Went away last Sunday this tree ( sugar maple) looks fine. Came back this is what I’ve got. Any ideas?


Wow, that was fast. I would burn that just for safety precautions.


Good idea. I’m going to pull it and burn it. Damn… I love maples. I think 8 b is kind of a hot zone? I was shocked


yeah. i would think a maple wouldn’t stand a chance in the south. :wink:


I have some RED Maples that are doing well. They are much more heat tolerant and a native tree. The Sugar was pushing it. I have three left that are shaded. They look pretty good so far. Time will tell…


Any ideas what might have caused it?


we have lots of both here. red likes wetter spots. not sure what killed that one. id say heat stress?


Any ideas???


Don’t know exactly the name.but it’s a caterpillar that will turn into a butterfly


All fuzzy caterpillars turn into moths. My mom volunteers at a butterfly house… Did a little hunting and think it could be a salt marsh caterpillar.


puggylover, I see you are in California. It would be very helpful to know what plant that is and if the caterpillar was actually feeding on it.

There is a dark form of the salt marsh caterpillar, but there are many other arctiid (Tiger) moth larva that look very similar.

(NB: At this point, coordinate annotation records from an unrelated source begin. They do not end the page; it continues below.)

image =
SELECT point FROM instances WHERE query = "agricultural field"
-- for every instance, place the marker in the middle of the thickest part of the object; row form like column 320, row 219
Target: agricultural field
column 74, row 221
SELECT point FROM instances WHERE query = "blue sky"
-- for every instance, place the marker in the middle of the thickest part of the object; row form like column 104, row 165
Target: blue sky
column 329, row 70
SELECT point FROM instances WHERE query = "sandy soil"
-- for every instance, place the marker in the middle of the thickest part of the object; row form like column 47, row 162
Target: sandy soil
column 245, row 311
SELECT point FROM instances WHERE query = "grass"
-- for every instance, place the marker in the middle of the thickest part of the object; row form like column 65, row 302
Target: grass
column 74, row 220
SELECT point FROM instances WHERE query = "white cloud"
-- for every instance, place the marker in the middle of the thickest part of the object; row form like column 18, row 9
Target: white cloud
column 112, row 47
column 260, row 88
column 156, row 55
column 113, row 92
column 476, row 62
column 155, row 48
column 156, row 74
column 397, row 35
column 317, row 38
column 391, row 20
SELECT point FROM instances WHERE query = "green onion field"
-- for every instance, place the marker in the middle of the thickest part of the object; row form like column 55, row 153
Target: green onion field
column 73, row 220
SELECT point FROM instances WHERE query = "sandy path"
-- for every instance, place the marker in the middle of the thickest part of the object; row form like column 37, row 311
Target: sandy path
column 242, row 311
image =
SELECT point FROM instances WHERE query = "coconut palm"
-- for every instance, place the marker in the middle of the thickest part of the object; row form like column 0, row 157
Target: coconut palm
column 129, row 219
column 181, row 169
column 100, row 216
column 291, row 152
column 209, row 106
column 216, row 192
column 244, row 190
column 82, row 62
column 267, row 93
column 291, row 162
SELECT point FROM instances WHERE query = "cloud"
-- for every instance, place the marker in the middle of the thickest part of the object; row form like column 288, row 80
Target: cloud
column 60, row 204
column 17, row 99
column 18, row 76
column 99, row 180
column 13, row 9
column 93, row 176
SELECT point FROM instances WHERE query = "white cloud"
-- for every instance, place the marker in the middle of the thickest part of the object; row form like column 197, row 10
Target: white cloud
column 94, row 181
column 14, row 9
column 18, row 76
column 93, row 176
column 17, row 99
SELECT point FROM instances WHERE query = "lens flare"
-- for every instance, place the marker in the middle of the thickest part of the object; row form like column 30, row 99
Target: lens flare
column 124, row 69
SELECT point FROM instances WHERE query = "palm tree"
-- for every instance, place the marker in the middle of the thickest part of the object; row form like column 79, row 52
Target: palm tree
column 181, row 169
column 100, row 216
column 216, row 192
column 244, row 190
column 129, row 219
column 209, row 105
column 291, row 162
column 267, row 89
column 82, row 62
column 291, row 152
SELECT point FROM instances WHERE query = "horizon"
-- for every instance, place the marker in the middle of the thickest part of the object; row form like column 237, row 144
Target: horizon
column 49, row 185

The caterpillar could also be described as bristly or spiny (a Woolly Bear caterpillar is fuzzy). Many butterfly species have such caterpillars. The Mourning Cloak is one example, here is a more extreme example:


It was picking apples and it was on the ground under the tree. Not sure if I knocked it out of the tree or if it was just passing by. I did not see any leaves that were eaten or anything but it is a decent size tree so I could have easily missed something. I did set him free… hopefully he isn’t a bad one. :blush:


Found these in my yard. I have a feeling not beneficial bugs…


First one is a green blob and second one is spotted lanternfly.


The First One: Though the picture is blurry I can see that it is a planthopper (Acanalonia) of some sort facing downward.


Yes, it has the general shape of a planthopper.


Found this cocoon on an apricot a couple days ago, and have previously found a couple on a pecan (which I squashed). It looks uncomfortably like a bagworm cocoon with the chunks it has in it, but is not very big - under an inch, and I read that bagworm cocoons are a couple inches, plus they normally like evergreens. Just thought I’d see if anyone else knew what it was, before it also gets squashed. I’d hate to keep squashing a good bug. (I’m in Omaha, zone 5b, by the way)


Anyone can identify?


Tomato Hornworm, if you ever see these cocoons on them then leave them be, they are parasitic wasps that will kill the caterpillar and then hatch to lay eggs on others.


Definitely a bag worm. Although they prefer evergreens, they are known to try what is available.